In my body, anxiety feels like this urge, somewhere around my chest and diaphragm, that tightens and also makes me feel more alert. If I feel tired, when I get anxious I can suddenly go do something and that doing something feels better than not.
One tactic recommended for dealing with anxiety is to use it as fuel – anxiety demands action, so why not respond with such? Using my anxiety as fuel helps me achieve, set goals and make projects and complete them. By “complete” I mean “stalk with ruthless abandon until you can check the task off the list.”
Anxiety works as fuel, but sometimes it burns like coal and leaves residue in its wake … and that residue builds and builds until you don’t realize that you’re not burning the anxiety anymore, but burning off something deeper inside yourself that grows ever so slowly back.

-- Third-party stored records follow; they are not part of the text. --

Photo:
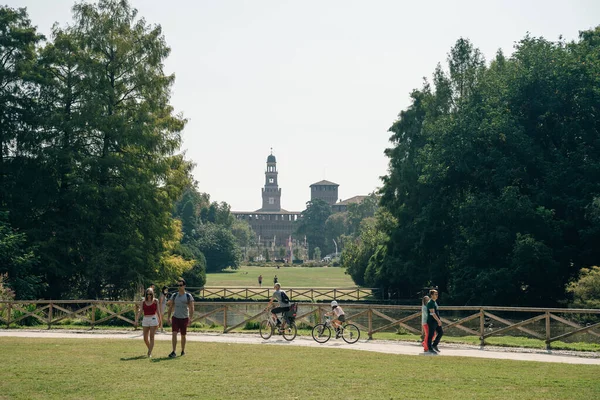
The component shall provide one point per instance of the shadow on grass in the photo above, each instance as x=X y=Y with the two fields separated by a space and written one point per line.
x=133 y=358
x=159 y=359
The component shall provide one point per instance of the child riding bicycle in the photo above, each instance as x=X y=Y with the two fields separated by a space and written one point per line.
x=339 y=317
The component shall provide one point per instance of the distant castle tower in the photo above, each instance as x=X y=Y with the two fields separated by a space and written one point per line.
x=324 y=190
x=271 y=192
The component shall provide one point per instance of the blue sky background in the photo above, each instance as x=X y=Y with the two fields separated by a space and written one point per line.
x=319 y=81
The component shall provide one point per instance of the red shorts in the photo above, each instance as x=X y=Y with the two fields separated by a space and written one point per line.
x=179 y=325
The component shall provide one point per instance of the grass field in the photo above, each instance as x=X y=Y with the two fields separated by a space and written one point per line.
x=332 y=277
x=116 y=369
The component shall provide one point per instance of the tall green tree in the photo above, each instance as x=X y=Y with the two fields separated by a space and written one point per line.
x=490 y=175
x=17 y=261
x=18 y=89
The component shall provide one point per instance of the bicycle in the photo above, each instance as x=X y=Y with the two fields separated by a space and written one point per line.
x=322 y=332
x=287 y=329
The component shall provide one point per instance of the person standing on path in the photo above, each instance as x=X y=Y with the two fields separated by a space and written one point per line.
x=424 y=315
x=182 y=303
x=434 y=322
x=151 y=318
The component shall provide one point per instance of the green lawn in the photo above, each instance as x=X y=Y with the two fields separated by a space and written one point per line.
x=116 y=369
x=332 y=277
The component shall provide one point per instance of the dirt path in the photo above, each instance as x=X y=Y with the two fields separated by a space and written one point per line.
x=380 y=346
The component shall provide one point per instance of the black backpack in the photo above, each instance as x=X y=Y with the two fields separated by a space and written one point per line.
x=293 y=311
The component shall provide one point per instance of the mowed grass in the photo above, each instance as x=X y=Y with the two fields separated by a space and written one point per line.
x=331 y=277
x=116 y=369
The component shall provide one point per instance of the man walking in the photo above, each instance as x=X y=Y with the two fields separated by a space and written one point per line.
x=183 y=304
x=434 y=322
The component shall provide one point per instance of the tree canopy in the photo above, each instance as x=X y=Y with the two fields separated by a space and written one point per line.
x=89 y=163
x=494 y=175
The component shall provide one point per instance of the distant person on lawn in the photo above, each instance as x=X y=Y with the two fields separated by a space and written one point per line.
x=183 y=304
x=434 y=322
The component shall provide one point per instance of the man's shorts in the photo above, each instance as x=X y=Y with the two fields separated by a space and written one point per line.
x=179 y=325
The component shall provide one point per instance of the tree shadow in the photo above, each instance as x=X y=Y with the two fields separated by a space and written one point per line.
x=133 y=358
x=159 y=359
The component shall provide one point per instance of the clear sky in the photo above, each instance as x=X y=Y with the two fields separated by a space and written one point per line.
x=318 y=81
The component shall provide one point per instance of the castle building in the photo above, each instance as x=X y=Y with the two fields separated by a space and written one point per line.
x=324 y=190
x=275 y=226
x=272 y=224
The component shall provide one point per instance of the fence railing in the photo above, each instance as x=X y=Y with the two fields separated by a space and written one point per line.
x=547 y=324
x=295 y=294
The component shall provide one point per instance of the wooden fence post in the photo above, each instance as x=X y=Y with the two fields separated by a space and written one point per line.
x=370 y=322
x=548 y=330
x=481 y=327
x=50 y=315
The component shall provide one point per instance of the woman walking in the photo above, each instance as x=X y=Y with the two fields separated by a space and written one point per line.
x=162 y=301
x=151 y=319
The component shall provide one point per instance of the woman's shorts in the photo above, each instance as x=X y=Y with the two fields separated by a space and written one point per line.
x=150 y=320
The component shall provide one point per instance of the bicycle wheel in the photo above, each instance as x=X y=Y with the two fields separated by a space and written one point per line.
x=290 y=331
x=351 y=333
x=265 y=329
x=321 y=333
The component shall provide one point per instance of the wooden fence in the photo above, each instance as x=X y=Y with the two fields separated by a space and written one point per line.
x=295 y=294
x=547 y=324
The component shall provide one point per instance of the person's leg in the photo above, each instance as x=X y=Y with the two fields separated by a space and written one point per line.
x=152 y=333
x=146 y=331
x=184 y=324
x=430 y=334
x=439 y=332
x=175 y=329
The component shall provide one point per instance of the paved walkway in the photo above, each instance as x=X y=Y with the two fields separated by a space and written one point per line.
x=380 y=346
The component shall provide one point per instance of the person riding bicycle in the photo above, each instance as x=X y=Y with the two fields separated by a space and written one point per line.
x=339 y=317
x=282 y=300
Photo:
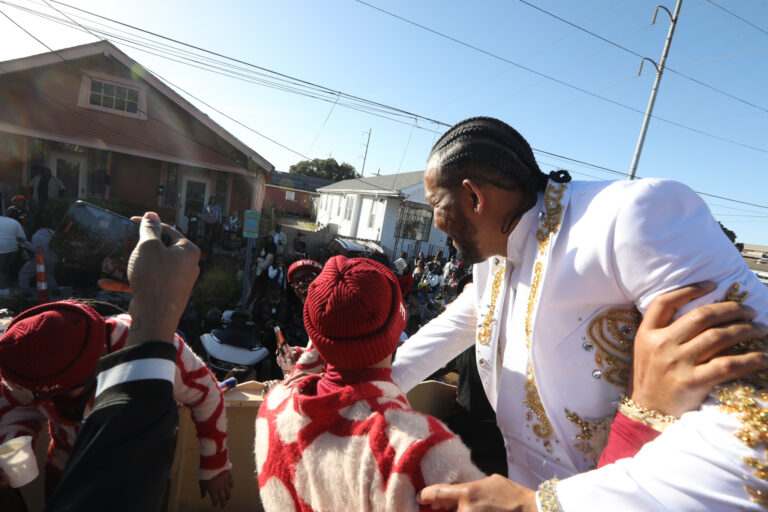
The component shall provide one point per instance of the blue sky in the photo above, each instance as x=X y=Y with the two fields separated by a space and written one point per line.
x=350 y=47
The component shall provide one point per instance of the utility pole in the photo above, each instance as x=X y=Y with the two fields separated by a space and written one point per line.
x=362 y=173
x=659 y=71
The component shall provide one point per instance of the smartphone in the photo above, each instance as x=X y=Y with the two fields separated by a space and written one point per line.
x=93 y=243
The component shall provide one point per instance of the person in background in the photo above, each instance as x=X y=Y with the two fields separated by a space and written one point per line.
x=276 y=273
x=301 y=274
x=45 y=186
x=28 y=273
x=404 y=278
x=419 y=258
x=279 y=238
x=11 y=236
x=48 y=358
x=418 y=272
x=18 y=211
x=123 y=453
x=345 y=438
x=450 y=265
x=212 y=218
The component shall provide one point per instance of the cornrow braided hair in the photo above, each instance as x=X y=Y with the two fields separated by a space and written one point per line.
x=499 y=154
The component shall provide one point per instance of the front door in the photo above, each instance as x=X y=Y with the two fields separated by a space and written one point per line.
x=70 y=168
x=194 y=194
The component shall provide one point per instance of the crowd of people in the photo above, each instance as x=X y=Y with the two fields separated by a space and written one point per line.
x=612 y=338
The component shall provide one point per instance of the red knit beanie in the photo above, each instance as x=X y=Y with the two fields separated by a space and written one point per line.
x=53 y=347
x=354 y=312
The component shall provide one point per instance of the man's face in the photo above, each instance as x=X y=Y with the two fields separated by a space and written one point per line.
x=301 y=281
x=449 y=216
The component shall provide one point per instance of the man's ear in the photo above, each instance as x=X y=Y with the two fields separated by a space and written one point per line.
x=475 y=194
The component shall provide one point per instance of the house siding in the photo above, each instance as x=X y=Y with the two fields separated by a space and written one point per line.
x=274 y=197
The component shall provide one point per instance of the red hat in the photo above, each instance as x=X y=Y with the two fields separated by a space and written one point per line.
x=310 y=265
x=53 y=347
x=354 y=313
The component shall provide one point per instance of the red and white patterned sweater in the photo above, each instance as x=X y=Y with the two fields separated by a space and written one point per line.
x=194 y=386
x=351 y=446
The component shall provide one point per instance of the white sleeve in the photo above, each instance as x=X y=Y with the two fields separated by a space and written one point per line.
x=697 y=464
x=436 y=343
x=665 y=237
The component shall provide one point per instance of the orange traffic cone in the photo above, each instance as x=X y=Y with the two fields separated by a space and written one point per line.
x=42 y=282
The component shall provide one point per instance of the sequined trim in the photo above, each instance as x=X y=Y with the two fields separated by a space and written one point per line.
x=746 y=403
x=543 y=429
x=550 y=224
x=656 y=420
x=733 y=295
x=593 y=437
x=613 y=332
x=532 y=301
x=758 y=378
x=553 y=208
x=484 y=333
x=546 y=496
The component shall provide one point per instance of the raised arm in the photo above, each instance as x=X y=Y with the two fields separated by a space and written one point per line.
x=436 y=343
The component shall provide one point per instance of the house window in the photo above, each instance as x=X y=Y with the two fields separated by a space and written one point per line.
x=372 y=216
x=114 y=95
x=220 y=190
x=413 y=222
x=171 y=186
x=348 y=207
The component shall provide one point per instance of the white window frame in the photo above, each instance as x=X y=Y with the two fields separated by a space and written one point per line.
x=84 y=97
x=348 y=206
x=374 y=211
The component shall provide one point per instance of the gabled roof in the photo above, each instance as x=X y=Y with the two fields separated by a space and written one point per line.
x=109 y=50
x=390 y=184
x=298 y=181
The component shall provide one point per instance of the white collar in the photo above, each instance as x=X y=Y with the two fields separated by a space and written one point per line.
x=519 y=235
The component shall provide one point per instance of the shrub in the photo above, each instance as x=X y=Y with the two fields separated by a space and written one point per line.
x=217 y=288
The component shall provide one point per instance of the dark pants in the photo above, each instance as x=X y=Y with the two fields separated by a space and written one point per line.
x=6 y=260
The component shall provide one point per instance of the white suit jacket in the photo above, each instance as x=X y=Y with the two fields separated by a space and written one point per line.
x=582 y=266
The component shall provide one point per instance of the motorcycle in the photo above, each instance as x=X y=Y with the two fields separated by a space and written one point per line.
x=231 y=342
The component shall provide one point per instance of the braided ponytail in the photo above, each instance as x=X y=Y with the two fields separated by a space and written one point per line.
x=501 y=155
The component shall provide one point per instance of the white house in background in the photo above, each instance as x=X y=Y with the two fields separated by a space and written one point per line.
x=390 y=210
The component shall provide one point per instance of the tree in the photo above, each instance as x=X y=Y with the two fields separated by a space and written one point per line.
x=730 y=234
x=328 y=169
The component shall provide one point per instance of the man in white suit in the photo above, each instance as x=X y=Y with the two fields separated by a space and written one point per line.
x=563 y=272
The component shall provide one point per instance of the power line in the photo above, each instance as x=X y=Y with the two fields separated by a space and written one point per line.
x=556 y=80
x=631 y=52
x=739 y=17
x=556 y=155
x=267 y=70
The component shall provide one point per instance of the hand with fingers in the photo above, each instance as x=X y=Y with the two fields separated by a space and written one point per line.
x=160 y=278
x=492 y=494
x=219 y=488
x=678 y=363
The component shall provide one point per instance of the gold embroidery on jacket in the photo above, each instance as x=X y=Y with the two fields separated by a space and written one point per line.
x=612 y=333
x=760 y=377
x=593 y=437
x=550 y=224
x=553 y=208
x=747 y=403
x=543 y=428
x=532 y=301
x=484 y=333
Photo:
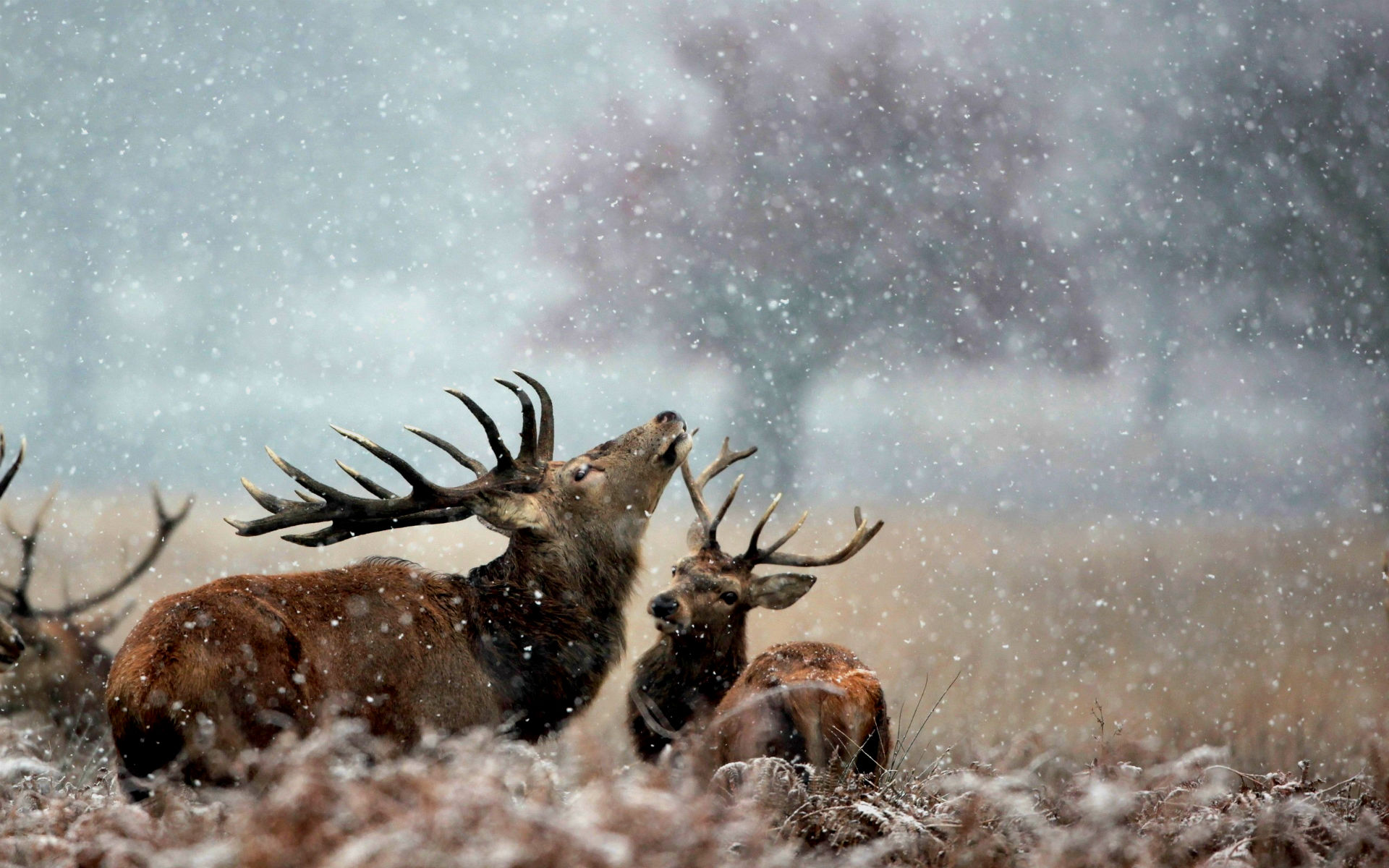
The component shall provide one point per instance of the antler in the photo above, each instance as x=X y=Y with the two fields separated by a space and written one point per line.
x=863 y=535
x=427 y=503
x=14 y=469
x=28 y=542
x=706 y=524
x=167 y=522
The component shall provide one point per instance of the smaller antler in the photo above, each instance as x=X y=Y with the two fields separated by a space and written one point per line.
x=863 y=535
x=14 y=469
x=28 y=542
x=167 y=522
x=706 y=524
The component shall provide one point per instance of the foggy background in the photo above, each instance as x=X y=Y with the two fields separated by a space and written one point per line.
x=1028 y=259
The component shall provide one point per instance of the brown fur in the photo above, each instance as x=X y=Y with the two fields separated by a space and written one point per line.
x=61 y=674
x=803 y=700
x=519 y=643
x=54 y=660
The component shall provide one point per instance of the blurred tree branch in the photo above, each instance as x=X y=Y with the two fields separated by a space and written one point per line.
x=841 y=190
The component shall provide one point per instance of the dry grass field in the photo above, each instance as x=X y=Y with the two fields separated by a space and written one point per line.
x=1123 y=694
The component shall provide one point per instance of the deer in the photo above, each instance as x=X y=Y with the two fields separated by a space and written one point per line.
x=696 y=692
x=517 y=644
x=56 y=664
x=12 y=643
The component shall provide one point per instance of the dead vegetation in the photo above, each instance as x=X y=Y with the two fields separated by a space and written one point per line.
x=344 y=799
x=1263 y=641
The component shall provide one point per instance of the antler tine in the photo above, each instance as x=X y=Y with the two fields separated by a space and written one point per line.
x=28 y=545
x=723 y=510
x=472 y=464
x=499 y=449
x=723 y=461
x=762 y=522
x=305 y=480
x=696 y=489
x=696 y=496
x=380 y=490
x=14 y=469
x=167 y=522
x=863 y=535
x=545 y=441
x=425 y=503
x=417 y=481
x=528 y=446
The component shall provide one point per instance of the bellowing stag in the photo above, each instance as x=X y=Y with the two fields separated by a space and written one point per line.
x=694 y=688
x=57 y=664
x=519 y=643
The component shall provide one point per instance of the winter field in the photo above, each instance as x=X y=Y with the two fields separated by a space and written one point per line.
x=1124 y=694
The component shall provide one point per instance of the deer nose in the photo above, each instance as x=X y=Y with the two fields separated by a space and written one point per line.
x=663 y=606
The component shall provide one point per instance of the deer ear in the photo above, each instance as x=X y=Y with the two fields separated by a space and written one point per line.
x=780 y=590
x=511 y=513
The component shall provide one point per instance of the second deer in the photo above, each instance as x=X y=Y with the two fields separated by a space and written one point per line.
x=56 y=663
x=694 y=689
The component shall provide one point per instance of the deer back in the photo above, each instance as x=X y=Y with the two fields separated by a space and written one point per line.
x=804 y=702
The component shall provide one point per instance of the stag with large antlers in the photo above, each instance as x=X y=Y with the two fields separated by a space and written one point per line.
x=800 y=700
x=61 y=671
x=519 y=643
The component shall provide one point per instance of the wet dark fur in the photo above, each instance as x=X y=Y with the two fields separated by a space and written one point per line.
x=684 y=681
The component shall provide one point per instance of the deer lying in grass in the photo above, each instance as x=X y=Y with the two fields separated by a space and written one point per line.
x=12 y=643
x=800 y=700
x=519 y=643
x=59 y=667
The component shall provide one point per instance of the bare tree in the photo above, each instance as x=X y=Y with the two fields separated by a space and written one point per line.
x=839 y=190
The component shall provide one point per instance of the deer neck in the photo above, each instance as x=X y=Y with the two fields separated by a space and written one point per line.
x=709 y=660
x=548 y=624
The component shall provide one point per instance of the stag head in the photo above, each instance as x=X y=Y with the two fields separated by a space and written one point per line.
x=527 y=495
x=713 y=590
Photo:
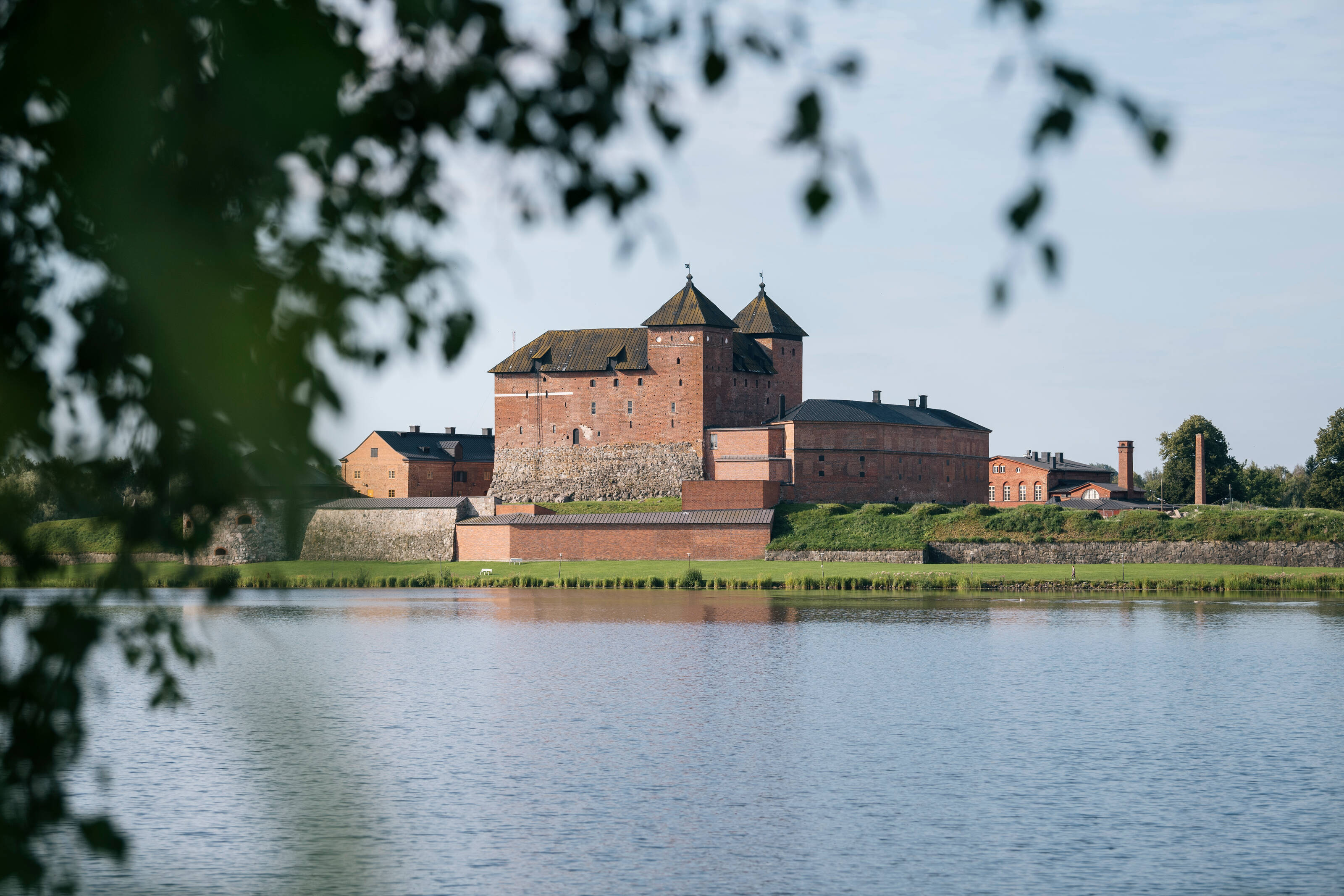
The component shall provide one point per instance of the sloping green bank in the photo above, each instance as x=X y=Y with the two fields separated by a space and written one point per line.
x=897 y=527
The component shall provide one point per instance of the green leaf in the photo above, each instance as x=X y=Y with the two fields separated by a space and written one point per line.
x=818 y=197
x=1026 y=209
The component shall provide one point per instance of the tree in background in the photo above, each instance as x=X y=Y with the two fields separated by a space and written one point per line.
x=1178 y=453
x=1327 y=479
x=237 y=182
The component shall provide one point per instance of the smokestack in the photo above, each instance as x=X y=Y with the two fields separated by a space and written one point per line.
x=1200 y=468
x=1127 y=465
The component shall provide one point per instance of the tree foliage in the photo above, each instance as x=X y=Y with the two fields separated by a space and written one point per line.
x=1327 y=479
x=236 y=182
x=1178 y=453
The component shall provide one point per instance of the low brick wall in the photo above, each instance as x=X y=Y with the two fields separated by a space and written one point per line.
x=1275 y=554
x=848 y=557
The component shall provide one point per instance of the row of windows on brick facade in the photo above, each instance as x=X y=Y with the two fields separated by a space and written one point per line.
x=1022 y=492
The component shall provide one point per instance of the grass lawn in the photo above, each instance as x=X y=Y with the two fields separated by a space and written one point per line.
x=677 y=569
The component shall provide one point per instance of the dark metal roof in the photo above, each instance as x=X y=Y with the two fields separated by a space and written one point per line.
x=685 y=518
x=816 y=410
x=435 y=447
x=1072 y=467
x=390 y=504
x=749 y=357
x=581 y=350
x=690 y=307
x=763 y=318
x=1112 y=504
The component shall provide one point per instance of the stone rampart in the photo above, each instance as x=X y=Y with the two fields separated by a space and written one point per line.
x=402 y=534
x=848 y=557
x=598 y=473
x=1273 y=554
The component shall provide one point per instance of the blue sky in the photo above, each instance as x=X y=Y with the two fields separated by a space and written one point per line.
x=1208 y=285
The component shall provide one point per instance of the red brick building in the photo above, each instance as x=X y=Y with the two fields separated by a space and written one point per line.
x=1037 y=479
x=689 y=366
x=687 y=535
x=410 y=464
x=858 y=452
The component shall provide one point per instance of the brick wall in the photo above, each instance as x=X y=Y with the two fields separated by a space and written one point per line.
x=722 y=495
x=862 y=462
x=617 y=542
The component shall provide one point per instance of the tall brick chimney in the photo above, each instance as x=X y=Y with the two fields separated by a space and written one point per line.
x=1200 y=468
x=1127 y=465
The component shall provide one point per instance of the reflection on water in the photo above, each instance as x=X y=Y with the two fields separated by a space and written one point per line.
x=542 y=742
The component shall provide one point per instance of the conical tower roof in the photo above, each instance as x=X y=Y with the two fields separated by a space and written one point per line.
x=763 y=318
x=690 y=308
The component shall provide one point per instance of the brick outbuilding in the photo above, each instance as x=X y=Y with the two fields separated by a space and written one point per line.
x=409 y=464
x=689 y=535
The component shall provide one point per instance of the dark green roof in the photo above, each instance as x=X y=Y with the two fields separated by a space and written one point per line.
x=581 y=350
x=763 y=318
x=690 y=308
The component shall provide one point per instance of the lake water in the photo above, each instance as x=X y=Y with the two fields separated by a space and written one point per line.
x=570 y=744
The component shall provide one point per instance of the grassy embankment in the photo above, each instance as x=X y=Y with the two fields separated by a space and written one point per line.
x=889 y=527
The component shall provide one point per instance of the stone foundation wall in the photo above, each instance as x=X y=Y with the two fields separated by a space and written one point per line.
x=1275 y=554
x=848 y=557
x=421 y=534
x=598 y=473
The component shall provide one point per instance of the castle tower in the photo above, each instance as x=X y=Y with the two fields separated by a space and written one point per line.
x=780 y=338
x=690 y=348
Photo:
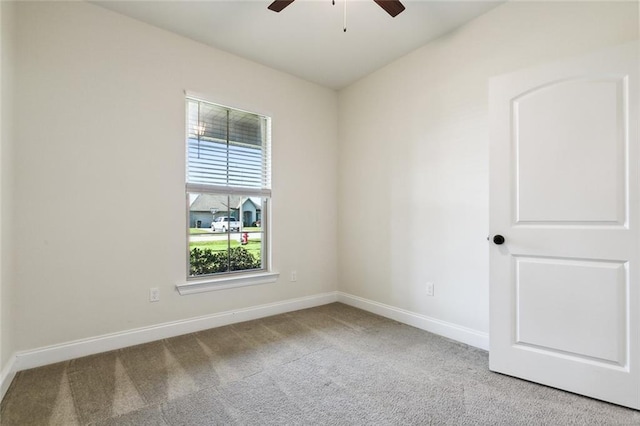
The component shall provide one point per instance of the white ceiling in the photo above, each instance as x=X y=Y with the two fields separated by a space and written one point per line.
x=306 y=39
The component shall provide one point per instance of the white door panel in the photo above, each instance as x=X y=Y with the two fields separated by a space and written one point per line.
x=564 y=194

Every day, I wake up and listen to myself and ask what I want to do today. On many days, I hear that jolt of anxiety and “should”s start to raise their voice. My chest tightens and I take some time to sit with myself and recognize that my alarm system is a bit overactive. After all, anxiety is still a feeling, and can pass (feelings are like weather, they’re not always forever).
Practicing this for a few months, I’m sometimes anxious about not wanting to do anything. I want to accept this as a fallow period, a time when what I might need the most is to do nearly nothing for large stretches of time. I’m also trying to pick back up daily (ish) writing practices, and creating and sharing on occasion (hello).
I’m trying to stop and listen when I feel the anxious feeling in my chest, not always dive headfirst into action, into “I’ll let myself rest when…”, continuing to burn burn burn until I feel like a husk.
If I don’t burn anxiety as fuel, what makes the engine run?
This I don’t know, but maybe some writing and creative practice will help explore it.